Following a heated argument, Lichtermann decided to abandon Erich and the remaining members of the expedition. His mercenary warriors following behind him, Lichtermann struck out into the Badlands, determined to find his way back to the Empire. Without the expedition's maps, however, the mercenaries soon become lost in the wilds.
Lichtermann knew he would never see the Empire again unless food, shelter and water could be secured. Though his warriors had no supplies, they did have weapons and the skill to use them. They hunted to feed themselves and while exploring a network of caves they had discovered in a winding canyon, found an underground stream suitable for drinking water. The caves soon became the mercenaries' home and Lichtermann ordered his men to begin stockpiling supplies in the hopes of making a second attempt at returning to the Empire.
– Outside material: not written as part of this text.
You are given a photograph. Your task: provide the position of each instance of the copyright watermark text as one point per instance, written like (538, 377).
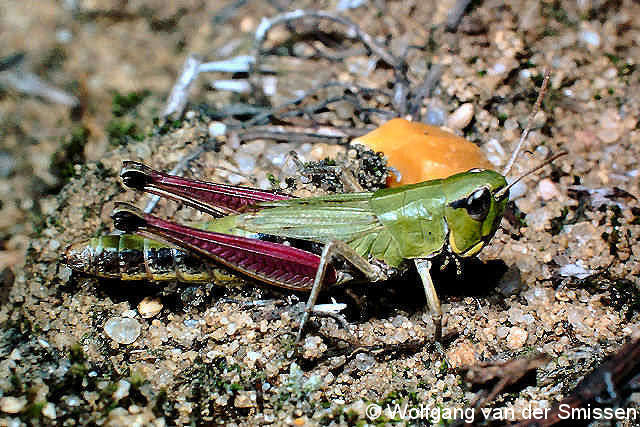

Those plans were dashed when a great horde of Orcs and Goblins suddenly appeared. Before long, the surrounding area was saturated with the green-skinned creatures, and the mercenaries were hard pressed to defend their caves. Meanwhile, back in the Empire, Baron Krieghoffer, determined to establish the trade route he was certain would ensure his wealth as well as to learn the fate of his son Erich, sent another expedition along the same road the previous one had taken. Though they found no trace of Erich, this second expedition was successful in reaching the southlands and regular commerce began to flow along "Krieghoffer's Road".
Fortunately for Lichtermann, Krieghoffer's Road passes very close to the caves in Mount Bloodhorn that his men now call home. The numerous Orc tribes that had settled in the area make hunting for food extremely dangerous, and so the Imperial merchant wagons now passing regularly north and south along the Road are an excellent source of fresh supplies. Fancying himself a bandit hero, Lichtermann has named his crew "Dietrich's Dogs" after his former militia regiment. The Dogs have a reputation as a nuisance for merchants wishing to make a rich profit by trading along Krieghoffer's Road, and if there were not so much money to be made in doing so, more of them have given up due to the frequent bandit attacks.
Other challenges await those souls intrepid enough to brave the dangers of Mount Bloodhorn. In order to build their stockades and siege engines, the Orcs and Goblins that have recently come to occupy the area around the mountain eagerly hacked down every tree in sight. In so doing, they discovered a number of Dryads living among the trees, which they slew without hesitation. So h3 was their magical bond with nature, the spirits of the Dryads return sometimes as vengeful ghosts bent on destroying any living creature they encounter.
Also, to bolster their presence in the region, several of the greenskin tribes have moved their Squig pens to Mount Bloodhorn. Here, they breed, train and stable their creatures of war, keeping them close at hand to better deal with the many threats they face in the area.